Wer eine Spendenbescheinigung benötigt – ab 201,- Euro erforderlich –, wende sich bitte an unseren Kassenwart Henry Royeck, entweder unter der Postanschrift Sültebecksbreite 14, 37075 Göttingen, oder unter der Mailadresse henryroyeck@web.de.

Mit herzlichen Grüßen
Euer Holdger Platta

Kommentare
  • Ulrike Spurgat
    Antworten
    Viele Griechen werden den Verrat von SYRIZA sich der EU 2015 zu unterwerfen nicht verzeihen können.

    Das griechische Volk hatte gesprochen mit OXI !

    Und das genaue Gegenteil ist dann passiert: Um die deutschen und französischen Banken zu retten hat man das Volk verraten und Tsypras war schneller im nimmersatten Rachen des gierigen EU Schlunds verschwunden und unverdaut wieder zurückgeworfen und in Merkels und Schäubles Würgegriff gelandet als der noch hätte Piep sagen können.

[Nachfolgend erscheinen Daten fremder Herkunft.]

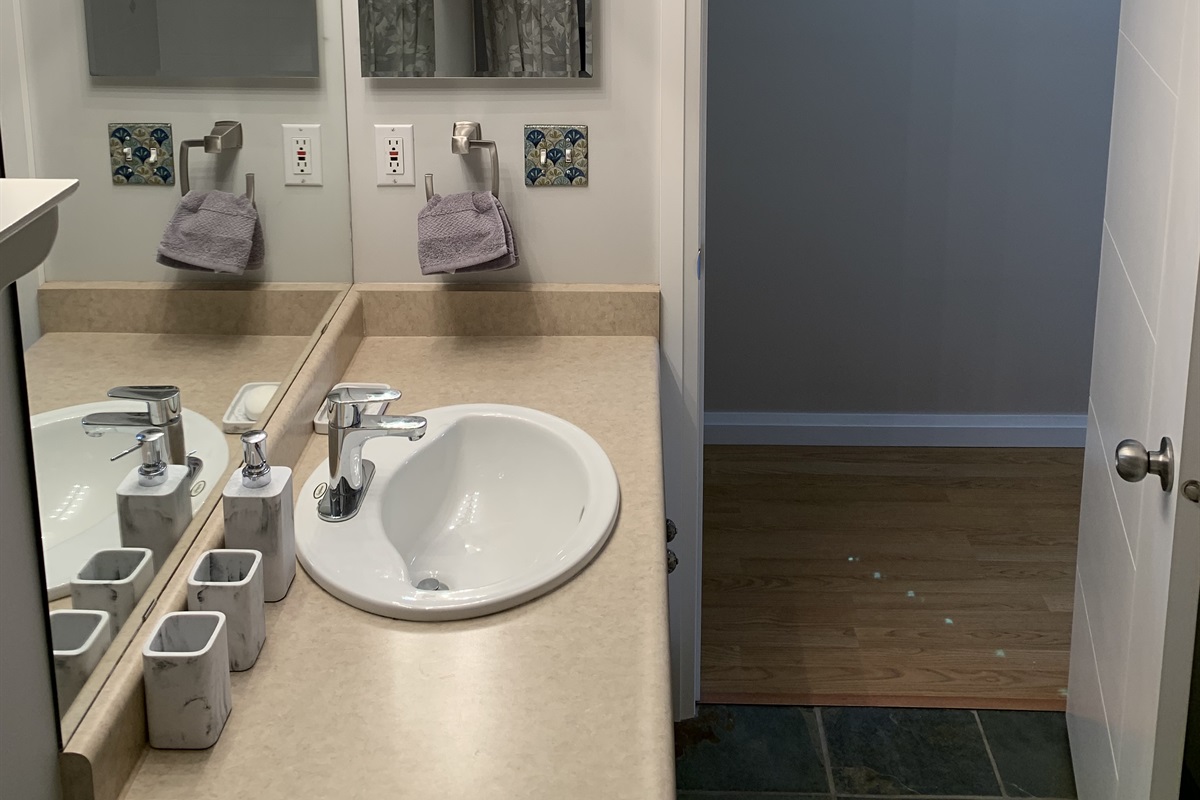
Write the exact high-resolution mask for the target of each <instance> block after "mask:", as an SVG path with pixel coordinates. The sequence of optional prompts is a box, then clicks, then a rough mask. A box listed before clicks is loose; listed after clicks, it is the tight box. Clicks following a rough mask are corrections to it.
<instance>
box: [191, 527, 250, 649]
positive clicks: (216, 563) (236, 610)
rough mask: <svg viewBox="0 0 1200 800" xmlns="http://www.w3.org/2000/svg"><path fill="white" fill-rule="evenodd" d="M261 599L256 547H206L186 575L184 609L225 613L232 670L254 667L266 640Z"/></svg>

    Das griechische Volk hatte bei seinem Kampf eine breite Unterstützung vieler Menschen in der Welt und eine Welle der Solidarität erfahren. Der Mensch vergisst manches schnell zu schnell… – Hier aber wird sehr deutlich und das seit vielen Jahren wie wichtig die Menschen mit ihren Nöten in Griechenland in all den Jahren geblieben sind.

    Eine tolle Arbeit mit bemerkenswerten Menschen. Danke, Holdger Platta und all den Mitarbeitern. Mir ist natürlich bekannt, dass oftmals mit Knete vieles steht und auch fallen kann. Sobald ich kann werde ich im Rahmen meiner Möglichkeiten einen Betrag überweisen.

    In Krisenzeiten wie unschwer zu erkennen ist setzt man eher auf das “bewährte”, als auf konkrete gesellschaftliche Veränderungen, selbst dann noch wenn die Umstände unhaltbar sind. Man kennt sie und sie sind einem vertraut.

    Meine Wertschätzung, Anerkennung und Achtung für die ungebeugte konkrete Hilfe für die notleidenden Menschen in Griechenland die sich hier in berührender Weise zeigt wo der Mensch dem Menschen in Not ein Freund ist, insbesondere dann, wenn man sich selber nicht mehr helfen kann. Und genau da wird es konkret und wesentlich. Die Hand zu reichen und beim aufstehen da zu sein und solange an ihrer Seite zu bleiben bis man selber im besten Sinne sich “überflüssig” machen kann weil die Ebene der Begegnung sich ändert.

    “Du sollst dich nie vor einem lebenden Menschen bücken” hat mich mein kämpfender Vater zu Lebzeiten gelehrt, der zu leben, zu feiern und auch zu sterben wusste.